Map physical memory to userspace as normal, struct page backed mapping


I have a custom device driver that implements an mmap operation to map a shared RAM buffer (outside of the OS) to userspace. The buffer is reserved by passing mem=32M as a boot argument for the OS, leaving the rest of the 512MB available as a buffer. I would like to perform zero-copy operations from the mapped memory, which is not possible if the vm_flags include VM_PFNMAP and VM_IO.

My driver currently performs the mapping by calling vm_iomap_memory(vma, start, size), which in turn calls io_remap_pfn_range and remap_pfn_range, which sets up the vma with the VM_PFNMAP and VM_IO set. This works to map the memory to userspace, but zero-copy socket operations fail at get_user_pages due either to the VM_PFNMAP flags being set or the struct page being missing. The comments for remap_pfn_range show this is intended behavior, as pfn-mapped memory should not be treated as 'normal'. However, for my case it is just a block of reserved RAM, so I don't see why it should not be treated as normal. I have set up cache invalidation/flushing to manually manage the memory.

I have tried unsetting the VM_PFNMAP and VM_IO flags on the vm_area_struct both during and after the mapping, but get_user_pages still fails. I have also looked at the dma libraries but it looks like they rely on a call to remap_pfn_range behind the scenes.

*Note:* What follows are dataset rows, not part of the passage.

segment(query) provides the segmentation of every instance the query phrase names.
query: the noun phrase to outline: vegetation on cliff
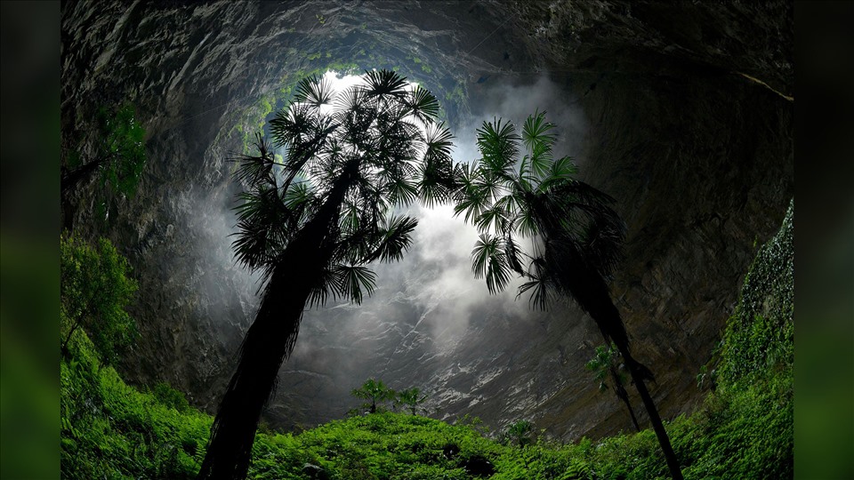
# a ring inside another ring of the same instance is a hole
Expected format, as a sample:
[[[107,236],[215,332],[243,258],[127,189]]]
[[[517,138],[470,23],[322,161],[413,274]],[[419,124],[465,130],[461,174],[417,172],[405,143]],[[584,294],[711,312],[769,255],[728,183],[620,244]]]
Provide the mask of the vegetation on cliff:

My question is how do I map physical memory as a normal, non-pfn, struct page-backed userspace address? Or is there some other way I should be looking at it? Thanks!


Solution

  • I've found the solution to mapping a memory buffer outside the Kernel that requires a correction to several wrong starting points that I mentioned above. It's not possible to post full source code here, but the steps to get it working are:

    1. Device tree: Define reserved memory region for buffer with no associated driver. Do not use mem or memmap bootargs. Kernel will confine itself to using memory outside of this reserved space for itself, but now will be able to make struct pages for reserved memory.
    2. In a device driver (a LKM in my case), mapping physical address to kernel virtual address requires using using memremap instead of ioremap, as it is real memory we are mapping.
    3. In device driver mmap routine, do not use any variant of remap_pfn_range to setup the vma for usespace, instead assign a custom fault nopage routine to the vma->vm_ops.fault to look up the page when the userspace virtual address is used. This approach is described in lddv3 ch15.
    4. The nopage function in the driver should use the vm_fault structure argument that is passed to it to calculate the offset into the vma for the address that needs a page. Then use that offset to calculate an kernel virtual address (against the memremap'd address), and get the page with a call to page = virt_to_page(pageptr);, followed by a call to get_page(page);, and assign it to the vm_fault structure with vmf->page = page; The latter part of this is illustrated in lddv3 chapter 15 as well.

    The memory mapped in this fashion using mmap against the custom device driver can be used just like normal malloc'd memory as far as I can tell. There are probably ways to achieve a similar result with the DMA libraries, but I had constraints preventing that route, or associating the device tree node with the driver.